V. SUR LES DEMANDES ACCESSOIRES :
Monsieur [D] [X] et Madame [K] [P] épouse [X], parties perdantes, supporteront in solidum la charge des dépens, qui comprendront notamment le coût du commandement de payer, de l’assignation en référé et de sa notification à la Préfecture.
Compte tenu des démarches judiciaires qu’a dû accomplir SA d’HLM VIVEST, Monsieur [D] [X] et Madame [K] [P] épouse [X] seront condamnés in solicum à lui verser une somme de 150 euros au titre de l’article 700 du code de procédure civile.
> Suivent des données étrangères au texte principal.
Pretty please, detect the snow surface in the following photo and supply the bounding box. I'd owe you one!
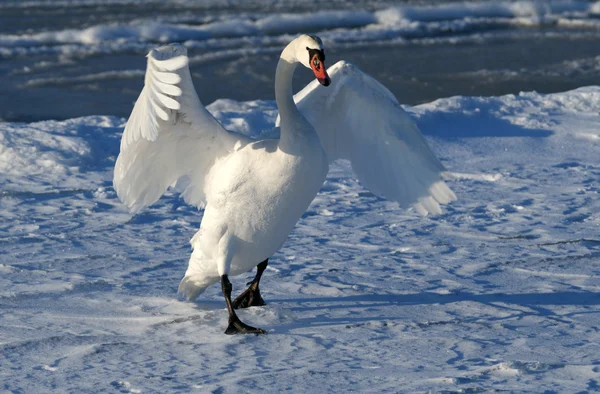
[0,87,600,393]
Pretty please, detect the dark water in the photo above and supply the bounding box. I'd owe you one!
[0,0,600,121]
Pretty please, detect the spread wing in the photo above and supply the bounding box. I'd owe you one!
[113,44,249,212]
[294,61,456,215]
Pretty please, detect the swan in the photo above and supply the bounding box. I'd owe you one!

La présente décision est exécutoire à titre provisoire, conformément aux articles 489, 514 et 515 du code de procédure civile.
PAR CES MOTIFS,
Statuant en référé, par mise à disposition au greffe, par ordonnance réputée contradictoire et en premier ressort,
DECLARONS l’action de la SA d'[Adresse 5] recevable ;
CONSTATONS que les conditions d’acquisition de la clause résolutoire figurant au bail conclu le 21 octobre 2010 entre la SA d’HLM LOGIEST, aux droits de laquelle vient la SA d’HLM VIVEST et Monsieur [D] [X] et Madame [K] [P] épouse [X] concernant l’appartement à usage d’habitation situé au [Adresse 4] (appartement n°53) étaient réunies à la date du 9 juin 2024 ;
CONDAMNONS solidairement Monsieur [D] [X] et Madame [K] [P] épouse [X] à verser à la SA d’HLM VIVEST à titre provisionnel la somme de 3 871,95 euros euros au titre de l’arriéré de loyers au 13 mai 2025 (loyer et charges dus au titre du mois de mai 2025 non compris), avec les intérêts au taux légal sur la somme de 2 734,07 euros à compter du 9 avril 2024, sur la somme de 750,42 euros à compter du 16 janvier 2025 et sur la somme de 387,46 euros à compter de la présente ordonnance ;
AUTORISONS Monsieur [D] [X] et Madame [K] [P] épouse [X] à s’acquitter de cette somme, outre le loyer et les charges courants, en 21 mensualités de 180 euros chacune et une 22ème mensualité qui soldera la dette en principal et intérêts ;
PRECISONS que chaque mensualité devra intervenir avant le 30 de chaque mois et pour la première fois le 30 du mois suivant la signification de la présente ordonnance ;
SUSPENDONS les effets de la clause résolutoire pendant l’exécution des délais accordés ;
DISONS que si les délais accordés sont entièrement respectés, la clause résolutoire sera réputée n’avoir jamais été acquise ;
DISONS qu’en revanche, toute mensualité, qu’elle soit due au titre du loyer et des charges courants ou de l’arriéré, restée impayée sept jours après la réception d’une mise en demeure par lettre recommandée avec avis de réception justifiera :
* que la clause résolutoire retrouve son plein effet ;
* que le solde de la dette devienne immédiatement exigible ;
* qu’à défaut pour Monsieur [D] [X] et Madame [K] [P] épouse [X] d’avoir volontairement libéré les lieux dans les deux mois de la délivrance d’un commandement de quitter les lieux, la SA d’HLM VIVEST puisse faire procéder à leur expulsion ainsi qu’à celle de tous les occupants de leur chef, avec le concours d’un serrurier et de la force publique si besoin est ;
* que Monsieur [D] [X] et Madame [K] [P] épouse [X] soient solidairement condamnés à verser à la SA d’HLM VIVEST une indemnité mensuelle d’occupation provisionnelle de 689,53 euros, jusqu’à la date de la libération effective et définitive des lieux ;
CONDAMNONS in solidum Monsieur [D] [X] et Madame [K] [P] épouse [X] aux dépens, qui comprendront notamment le coût du commandement de payer, de l’assignation en référé et de sa notification à la Préfecture ;
CONDAMNONS in solidum Monsieur [D] [X] et Madame [K] [P] épouse [X] à verser à SA d’HLM VIVEST une somme de 150 euros au titre de l’article 700 du code de procédure civile ;
RAPPELONS que la présente ordonnance est exécutoire à titre provisoire, frais et dépens compris;
Ainsi jugé et prononcé par mise à disposition de la décision au greffe du Juge des contentieux de la protection, le 24 juillet 2025, la minute étant signée par Madame DESAUBLIAUX, vice-présidente, et par Madame KLEIN, greffière.